Certain Information Concerning Participants
The Company, its directors and certain of its executive officers and employees may be deemed participants in the solicitation of proxies from shareholders in connection with the matters to be considered at the 2024 Annual Meeting. Information regarding the direct and indirect interests, by security holdings or otherwise, of the persons who may, under the rules of the SEC, be considered participants in the solicitation of shareholders in connection with the 2024 Annual Meeting is included in Norfolk Southern’s 2024 Proxy Statement, filed with the SEC on March 20, 2024. To the extent holdings by our directors and executive officers of Norfolk Southern securities reported in the 2024 Proxy Statement for the 2024 Annual Meeting have changed, such changes have been or will be reflected on Statements of Change of Ownership on Forms 3, 4 or 5 filed with the SEC. These documents are available free of charge as described above.

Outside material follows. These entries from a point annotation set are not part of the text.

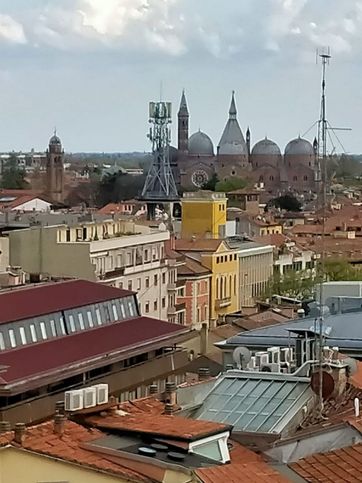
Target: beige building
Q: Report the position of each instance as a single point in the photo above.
(117, 253)
(255, 269)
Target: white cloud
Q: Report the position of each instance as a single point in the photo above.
(11, 30)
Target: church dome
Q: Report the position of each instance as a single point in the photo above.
(266, 147)
(299, 147)
(200, 145)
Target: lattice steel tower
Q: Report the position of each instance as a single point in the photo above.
(160, 189)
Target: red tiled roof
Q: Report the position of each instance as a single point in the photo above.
(68, 447)
(61, 353)
(161, 425)
(341, 465)
(28, 302)
(245, 467)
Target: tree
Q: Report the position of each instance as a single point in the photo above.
(286, 202)
(13, 177)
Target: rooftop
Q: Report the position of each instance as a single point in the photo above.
(42, 299)
(90, 346)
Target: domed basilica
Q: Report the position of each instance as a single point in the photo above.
(195, 160)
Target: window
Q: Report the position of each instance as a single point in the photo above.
(43, 331)
(12, 338)
(90, 318)
(33, 333)
(52, 328)
(71, 322)
(81, 321)
(22, 335)
(115, 313)
(98, 314)
(62, 327)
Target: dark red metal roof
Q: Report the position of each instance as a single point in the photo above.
(56, 354)
(28, 302)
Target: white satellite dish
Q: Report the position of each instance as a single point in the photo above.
(241, 356)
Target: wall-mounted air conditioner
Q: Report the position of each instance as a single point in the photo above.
(73, 400)
(89, 397)
(102, 393)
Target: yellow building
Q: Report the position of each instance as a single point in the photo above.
(222, 261)
(203, 215)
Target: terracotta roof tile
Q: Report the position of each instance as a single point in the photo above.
(161, 425)
(341, 465)
(68, 447)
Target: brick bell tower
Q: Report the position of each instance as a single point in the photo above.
(55, 169)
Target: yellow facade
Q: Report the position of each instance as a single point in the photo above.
(224, 289)
(203, 215)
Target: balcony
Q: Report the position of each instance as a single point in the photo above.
(221, 303)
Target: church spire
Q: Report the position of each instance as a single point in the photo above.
(232, 110)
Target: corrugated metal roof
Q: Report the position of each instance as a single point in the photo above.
(42, 299)
(256, 402)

Cautionary Statement on Forward-Looking Statements
Certain statements in this communication are “forward-looking statements” within the meaning of the “safe harbor” provisions of the Private Securities Litigation Reform Act of 1995, as amended. These statements relate to future events or our future financial performance, including statements relating to our ability to execute on our strategic plan and our 2024 Annual Meeting and involve known and unknown risks, uncertainties, and other factors that may cause our actual results, levels of activity, performance, or our achievements or those of our industry to be materially different from those expressed or implied by any forward-looking statements. In some cases, forward-looking statements may be identified by the use of words like “may,” “will,” “could,” “would,” “should,” “expect,” “plan,” “anticipate,” “intend,” “believe,” “estimate,” “project,” “consider,” “predict,” “potential,” “feel,” or other comparable terminology. The Company has based these forward-looking statements on its current expectations, assumptions, estimates, beliefs, and projections. While the Company believes these expectations, assumptions, estimates, and projections are reasonable, such forward-looking statements are only predictions and involve known and unknown risks and uncertainties, many of which involve factors or circumstances that are beyond the Company’s control. These and other important factors, including those discussed under “Risk Factors” in our Annual Report on Form 10-K for the year ended December 31, 2023, as well as the Company’s subsequent filings with the SEC, may cause actual results, performance, or achievements to differ materially from those expressed or implied by these forward-looking statements. The forward-looking statements herein are made only as of the date they were first issued, and unless otherwise required by applicable securities laws, the Company disclaims any intention or obligation to update or revise any forward-looking statements, whether as a result of new information, future events, or otherwise.